Ahmed Mohamed said he made the fireworks, called "sugar rockets," because it was cheaper than buying fireworks at a roadside stand, the defense filing said.
Mohamed told investigators that he became interested in fireworks just before July 4, public defender Adam Allen wrote...
In a similar vein, the St. Petersburg Times' synopsis of the defense ("Two road-tripping college kids on a budget") characterizes the pair as tourists on a shoestring budget.
In a pleading filed Friday, Megahed's attorney, Adam Allen, said Mohamed and Megahed were headed to Sunset Beach, N.C., the cheapest way possible.
They bought a global positioning system at Wal-Mart in Ocala, he wrote, so that they could find the cheapest gas prices at Wal-Marts and Murphy Gas Stations along the way.
When a deputy stopped the pair near a naval base on Aug. 4, Mohamed, 26, volunteered that he had "fireworks" and fuses in the car, Allen wrote, but Megahed, 21, didn't know about them.

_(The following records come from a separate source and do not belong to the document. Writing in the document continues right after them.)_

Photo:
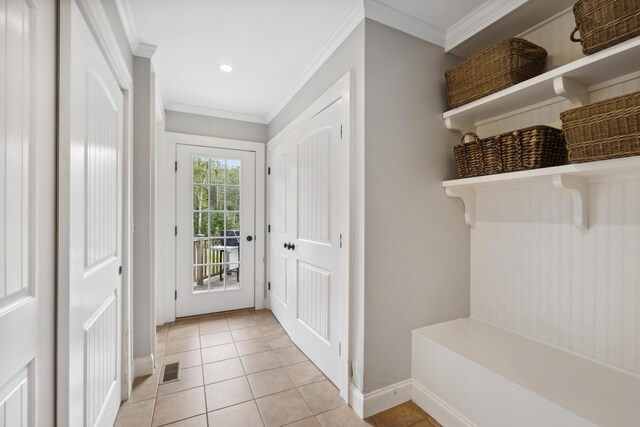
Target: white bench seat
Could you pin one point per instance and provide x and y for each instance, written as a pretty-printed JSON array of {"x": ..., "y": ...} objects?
[{"x": 469, "y": 373}]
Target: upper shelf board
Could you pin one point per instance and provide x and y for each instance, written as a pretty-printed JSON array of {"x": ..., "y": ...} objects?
[{"x": 571, "y": 81}]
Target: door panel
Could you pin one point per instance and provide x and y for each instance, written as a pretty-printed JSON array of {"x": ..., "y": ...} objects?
[
  {"x": 280, "y": 222},
  {"x": 27, "y": 211},
  {"x": 307, "y": 175},
  {"x": 91, "y": 180},
  {"x": 216, "y": 223}
]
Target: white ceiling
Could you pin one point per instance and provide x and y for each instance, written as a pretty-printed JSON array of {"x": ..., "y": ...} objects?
[
  {"x": 274, "y": 46},
  {"x": 439, "y": 13}
]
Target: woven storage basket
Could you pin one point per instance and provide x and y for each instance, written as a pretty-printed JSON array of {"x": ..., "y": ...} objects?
[
  {"x": 604, "y": 130},
  {"x": 502, "y": 65},
  {"x": 604, "y": 23},
  {"x": 530, "y": 148}
]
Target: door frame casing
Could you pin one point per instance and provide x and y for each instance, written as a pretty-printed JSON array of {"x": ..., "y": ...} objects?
[
  {"x": 167, "y": 197},
  {"x": 341, "y": 90},
  {"x": 98, "y": 23}
]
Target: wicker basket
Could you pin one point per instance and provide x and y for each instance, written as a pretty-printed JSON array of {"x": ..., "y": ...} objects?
[
  {"x": 502, "y": 65},
  {"x": 530, "y": 148},
  {"x": 604, "y": 23},
  {"x": 604, "y": 130}
]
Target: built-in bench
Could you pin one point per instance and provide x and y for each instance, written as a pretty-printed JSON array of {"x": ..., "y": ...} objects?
[{"x": 469, "y": 373}]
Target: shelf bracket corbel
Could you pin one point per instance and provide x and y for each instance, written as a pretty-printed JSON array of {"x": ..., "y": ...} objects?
[
  {"x": 458, "y": 126},
  {"x": 468, "y": 196},
  {"x": 575, "y": 92},
  {"x": 579, "y": 191}
]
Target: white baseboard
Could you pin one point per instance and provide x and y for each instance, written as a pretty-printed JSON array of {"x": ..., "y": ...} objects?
[
  {"x": 438, "y": 409},
  {"x": 379, "y": 400},
  {"x": 356, "y": 400},
  {"x": 143, "y": 366}
]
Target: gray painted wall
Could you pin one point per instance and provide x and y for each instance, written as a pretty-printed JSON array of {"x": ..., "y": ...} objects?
[
  {"x": 214, "y": 126},
  {"x": 143, "y": 212},
  {"x": 417, "y": 244},
  {"x": 348, "y": 57}
]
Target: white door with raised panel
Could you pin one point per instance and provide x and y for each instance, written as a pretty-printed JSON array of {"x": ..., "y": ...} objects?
[
  {"x": 215, "y": 244},
  {"x": 90, "y": 217},
  {"x": 308, "y": 200},
  {"x": 27, "y": 212}
]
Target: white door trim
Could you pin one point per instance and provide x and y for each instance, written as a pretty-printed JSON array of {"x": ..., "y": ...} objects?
[
  {"x": 98, "y": 23},
  {"x": 342, "y": 89},
  {"x": 167, "y": 197}
]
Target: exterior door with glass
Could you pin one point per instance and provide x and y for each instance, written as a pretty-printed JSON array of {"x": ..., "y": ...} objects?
[{"x": 216, "y": 230}]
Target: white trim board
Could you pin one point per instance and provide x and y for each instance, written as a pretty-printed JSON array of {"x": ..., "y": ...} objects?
[
  {"x": 437, "y": 408},
  {"x": 379, "y": 400},
  {"x": 406, "y": 23},
  {"x": 98, "y": 23},
  {"x": 489, "y": 12},
  {"x": 166, "y": 197}
]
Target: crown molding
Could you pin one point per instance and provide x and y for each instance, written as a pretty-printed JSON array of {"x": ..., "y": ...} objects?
[
  {"x": 353, "y": 19},
  {"x": 145, "y": 50},
  {"x": 212, "y": 112},
  {"x": 406, "y": 23},
  {"x": 479, "y": 19}
]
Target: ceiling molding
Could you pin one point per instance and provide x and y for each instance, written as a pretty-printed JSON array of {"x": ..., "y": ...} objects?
[
  {"x": 479, "y": 19},
  {"x": 138, "y": 48},
  {"x": 406, "y": 23},
  {"x": 204, "y": 111},
  {"x": 145, "y": 50},
  {"x": 353, "y": 19}
]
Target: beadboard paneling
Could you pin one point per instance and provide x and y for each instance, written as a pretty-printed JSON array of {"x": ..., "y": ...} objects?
[
  {"x": 16, "y": 119},
  {"x": 313, "y": 298},
  {"x": 15, "y": 405},
  {"x": 101, "y": 169},
  {"x": 535, "y": 273},
  {"x": 314, "y": 169},
  {"x": 101, "y": 352}
]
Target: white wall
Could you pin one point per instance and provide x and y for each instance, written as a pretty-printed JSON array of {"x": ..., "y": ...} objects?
[
  {"x": 195, "y": 124},
  {"x": 417, "y": 244},
  {"x": 349, "y": 56}
]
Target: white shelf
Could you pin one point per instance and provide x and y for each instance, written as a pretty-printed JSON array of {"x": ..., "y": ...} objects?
[
  {"x": 570, "y": 81},
  {"x": 571, "y": 178}
]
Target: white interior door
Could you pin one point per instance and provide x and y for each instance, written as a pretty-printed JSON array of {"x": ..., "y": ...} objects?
[
  {"x": 308, "y": 190},
  {"x": 27, "y": 212},
  {"x": 90, "y": 217},
  {"x": 215, "y": 245}
]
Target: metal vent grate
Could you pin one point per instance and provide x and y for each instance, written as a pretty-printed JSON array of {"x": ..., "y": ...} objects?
[{"x": 170, "y": 373}]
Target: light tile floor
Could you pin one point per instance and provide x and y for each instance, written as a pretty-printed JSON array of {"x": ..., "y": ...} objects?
[{"x": 241, "y": 369}]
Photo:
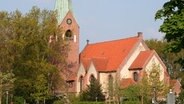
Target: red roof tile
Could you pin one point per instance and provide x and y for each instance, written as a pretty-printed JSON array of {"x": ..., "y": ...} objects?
[
  {"x": 114, "y": 53},
  {"x": 127, "y": 82},
  {"x": 142, "y": 59}
]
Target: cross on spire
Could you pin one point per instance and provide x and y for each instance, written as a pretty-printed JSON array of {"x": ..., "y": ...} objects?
[{"x": 62, "y": 7}]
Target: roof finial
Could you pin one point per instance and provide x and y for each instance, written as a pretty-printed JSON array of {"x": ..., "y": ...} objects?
[
  {"x": 140, "y": 34},
  {"x": 62, "y": 7},
  {"x": 87, "y": 41}
]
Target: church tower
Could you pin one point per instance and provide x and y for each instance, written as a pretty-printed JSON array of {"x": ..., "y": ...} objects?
[{"x": 70, "y": 29}]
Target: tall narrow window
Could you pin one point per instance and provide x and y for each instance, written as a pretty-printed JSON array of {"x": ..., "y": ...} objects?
[
  {"x": 92, "y": 77},
  {"x": 68, "y": 35},
  {"x": 81, "y": 83},
  {"x": 136, "y": 76},
  {"x": 110, "y": 85}
]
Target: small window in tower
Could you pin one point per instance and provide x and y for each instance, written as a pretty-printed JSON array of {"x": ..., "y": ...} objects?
[
  {"x": 136, "y": 76},
  {"x": 69, "y": 35}
]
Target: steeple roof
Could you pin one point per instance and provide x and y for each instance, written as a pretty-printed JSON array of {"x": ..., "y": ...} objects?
[{"x": 62, "y": 7}]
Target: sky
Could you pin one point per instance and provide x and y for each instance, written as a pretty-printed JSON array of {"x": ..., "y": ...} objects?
[{"x": 103, "y": 20}]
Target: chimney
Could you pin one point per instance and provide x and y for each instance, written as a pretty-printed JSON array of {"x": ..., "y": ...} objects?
[
  {"x": 140, "y": 34},
  {"x": 87, "y": 41}
]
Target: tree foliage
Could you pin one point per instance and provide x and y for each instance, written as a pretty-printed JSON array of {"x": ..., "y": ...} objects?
[
  {"x": 172, "y": 13},
  {"x": 150, "y": 86},
  {"x": 26, "y": 51},
  {"x": 93, "y": 91},
  {"x": 171, "y": 60}
]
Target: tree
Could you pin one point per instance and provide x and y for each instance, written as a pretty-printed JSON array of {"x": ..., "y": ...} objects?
[
  {"x": 172, "y": 13},
  {"x": 32, "y": 54},
  {"x": 170, "y": 59},
  {"x": 159, "y": 88},
  {"x": 93, "y": 91},
  {"x": 149, "y": 87}
]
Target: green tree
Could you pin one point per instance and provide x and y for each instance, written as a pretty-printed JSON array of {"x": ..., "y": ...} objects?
[
  {"x": 170, "y": 59},
  {"x": 150, "y": 86},
  {"x": 93, "y": 91},
  {"x": 31, "y": 53},
  {"x": 159, "y": 88},
  {"x": 172, "y": 13}
]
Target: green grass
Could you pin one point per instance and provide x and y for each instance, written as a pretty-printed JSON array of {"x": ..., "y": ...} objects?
[{"x": 87, "y": 102}]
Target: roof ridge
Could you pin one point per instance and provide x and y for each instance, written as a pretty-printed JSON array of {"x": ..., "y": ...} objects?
[{"x": 113, "y": 40}]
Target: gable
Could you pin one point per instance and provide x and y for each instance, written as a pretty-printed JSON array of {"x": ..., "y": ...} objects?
[{"x": 141, "y": 60}]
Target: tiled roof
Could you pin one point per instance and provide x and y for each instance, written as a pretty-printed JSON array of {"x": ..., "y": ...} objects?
[
  {"x": 142, "y": 59},
  {"x": 127, "y": 82},
  {"x": 107, "y": 56}
]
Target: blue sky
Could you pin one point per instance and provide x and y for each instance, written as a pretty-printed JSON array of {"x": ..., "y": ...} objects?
[{"x": 102, "y": 20}]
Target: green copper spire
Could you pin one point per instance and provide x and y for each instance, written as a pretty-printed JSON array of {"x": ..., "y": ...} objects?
[{"x": 62, "y": 7}]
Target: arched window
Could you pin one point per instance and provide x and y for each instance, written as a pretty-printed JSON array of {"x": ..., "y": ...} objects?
[
  {"x": 69, "y": 35},
  {"x": 110, "y": 79},
  {"x": 136, "y": 76},
  {"x": 110, "y": 85},
  {"x": 92, "y": 77},
  {"x": 81, "y": 83}
]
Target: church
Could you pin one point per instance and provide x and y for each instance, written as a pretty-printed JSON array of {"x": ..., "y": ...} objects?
[{"x": 124, "y": 60}]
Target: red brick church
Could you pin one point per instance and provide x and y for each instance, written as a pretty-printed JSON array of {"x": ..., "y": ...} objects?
[{"x": 123, "y": 60}]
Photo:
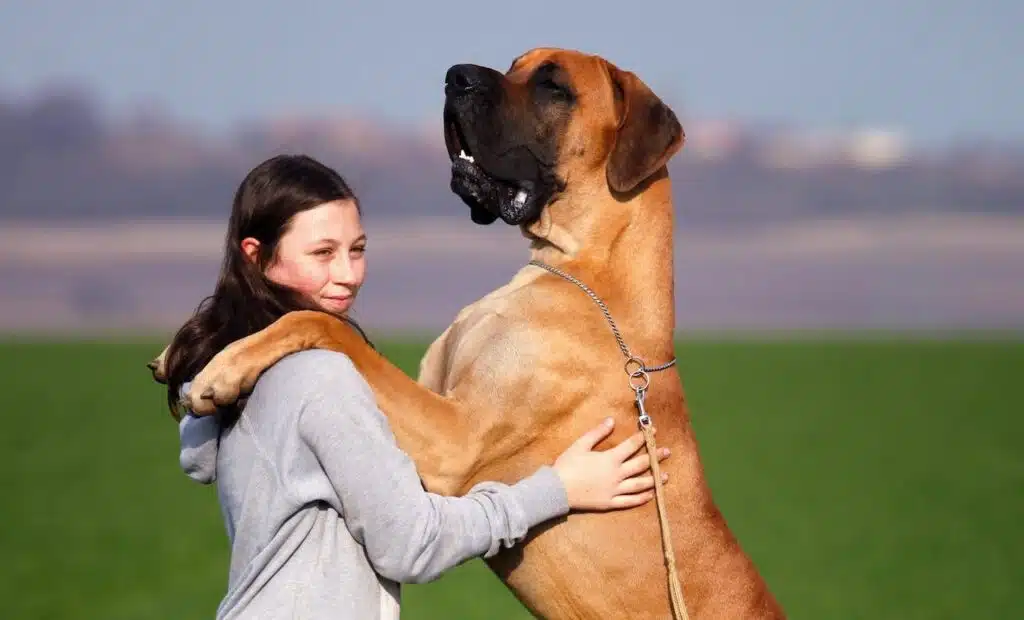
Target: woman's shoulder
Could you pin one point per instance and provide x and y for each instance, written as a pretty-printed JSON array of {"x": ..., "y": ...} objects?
[{"x": 308, "y": 367}]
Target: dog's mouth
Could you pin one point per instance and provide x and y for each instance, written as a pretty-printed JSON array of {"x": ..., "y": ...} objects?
[{"x": 487, "y": 196}]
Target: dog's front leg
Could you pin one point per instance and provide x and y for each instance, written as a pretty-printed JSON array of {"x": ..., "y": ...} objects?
[{"x": 446, "y": 446}]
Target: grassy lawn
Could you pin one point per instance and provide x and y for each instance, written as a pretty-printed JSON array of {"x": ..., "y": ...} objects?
[{"x": 867, "y": 479}]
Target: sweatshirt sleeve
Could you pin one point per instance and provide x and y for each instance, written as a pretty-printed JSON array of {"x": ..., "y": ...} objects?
[{"x": 410, "y": 535}]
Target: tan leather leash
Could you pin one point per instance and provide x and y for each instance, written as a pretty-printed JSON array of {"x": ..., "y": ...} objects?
[{"x": 639, "y": 380}]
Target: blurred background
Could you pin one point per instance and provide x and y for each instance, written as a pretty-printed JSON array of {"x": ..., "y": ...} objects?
[{"x": 849, "y": 270}]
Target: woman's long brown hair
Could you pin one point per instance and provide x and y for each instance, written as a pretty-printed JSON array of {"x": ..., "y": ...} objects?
[{"x": 245, "y": 300}]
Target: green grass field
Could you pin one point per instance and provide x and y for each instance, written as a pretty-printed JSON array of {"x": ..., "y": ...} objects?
[{"x": 867, "y": 479}]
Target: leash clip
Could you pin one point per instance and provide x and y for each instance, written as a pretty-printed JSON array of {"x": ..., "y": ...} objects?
[{"x": 644, "y": 418}]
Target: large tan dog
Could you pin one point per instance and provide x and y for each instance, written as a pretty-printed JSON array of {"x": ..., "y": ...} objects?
[{"x": 572, "y": 150}]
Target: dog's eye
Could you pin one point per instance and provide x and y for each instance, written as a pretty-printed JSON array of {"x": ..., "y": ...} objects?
[{"x": 553, "y": 87}]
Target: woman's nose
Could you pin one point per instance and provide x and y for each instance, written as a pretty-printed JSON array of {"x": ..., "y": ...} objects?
[{"x": 341, "y": 271}]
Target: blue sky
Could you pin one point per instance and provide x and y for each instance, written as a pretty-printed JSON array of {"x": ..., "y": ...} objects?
[{"x": 937, "y": 70}]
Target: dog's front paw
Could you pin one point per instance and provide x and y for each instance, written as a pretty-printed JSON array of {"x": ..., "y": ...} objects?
[
  {"x": 159, "y": 367},
  {"x": 220, "y": 383}
]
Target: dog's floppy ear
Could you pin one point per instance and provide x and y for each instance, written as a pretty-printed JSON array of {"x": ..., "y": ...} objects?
[{"x": 648, "y": 132}]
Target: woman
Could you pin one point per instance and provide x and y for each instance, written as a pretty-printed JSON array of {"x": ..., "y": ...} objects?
[{"x": 325, "y": 513}]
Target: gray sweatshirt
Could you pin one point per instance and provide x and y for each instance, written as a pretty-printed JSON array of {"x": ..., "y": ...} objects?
[{"x": 326, "y": 515}]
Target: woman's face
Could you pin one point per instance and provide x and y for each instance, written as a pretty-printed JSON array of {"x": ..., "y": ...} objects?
[{"x": 322, "y": 255}]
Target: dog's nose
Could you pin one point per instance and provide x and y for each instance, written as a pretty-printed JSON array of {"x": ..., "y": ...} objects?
[{"x": 461, "y": 79}]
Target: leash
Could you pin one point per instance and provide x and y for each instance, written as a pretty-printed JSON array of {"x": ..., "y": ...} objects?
[{"x": 639, "y": 380}]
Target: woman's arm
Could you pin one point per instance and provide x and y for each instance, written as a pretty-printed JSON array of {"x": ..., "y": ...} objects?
[{"x": 410, "y": 535}]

According to the pleading, Mohamed, who had been in the United States only six months, became fascinated with fireworks before July 4, when he learned they were widely available. But after visiting several fireworks stands, he decided they were too expensive.
So, he turned to YouTube for instructions on how to make "sugar rockets" with stump remover, sugar and cat litter. Mohamed brought the fireworks on the beach road trip with his buddy in hopes he could find an open field to try shooting them off again, Allen wrote...
Reviewing the 'road-trip on a budget defense'
The price of a Garmin eTrex GPS at Wal-Mart ranges from about $105 to $260. And let's say the GPS magically allows you to find gas stations where fuel is a whole 10 cents-a-gallon cheaper than normal.
Thus, to pay for the $105 GPS, the pair would have had to consume over 1,000 gallons of gas. At 24 miles-per-gallon, that's roughly around the world: 24,000 miles.
I'm not sure I would've gone with the "I had to buy a GPS to find cheap gas" argument.
And you can buy one heck of a lot of fireworks for $105 -- the price of the GPS.
This is just a hunch, but I'm guessing the defense team doesn't consist of Louis Nizer, Samuel Leibowitz, or Clarence Darrow.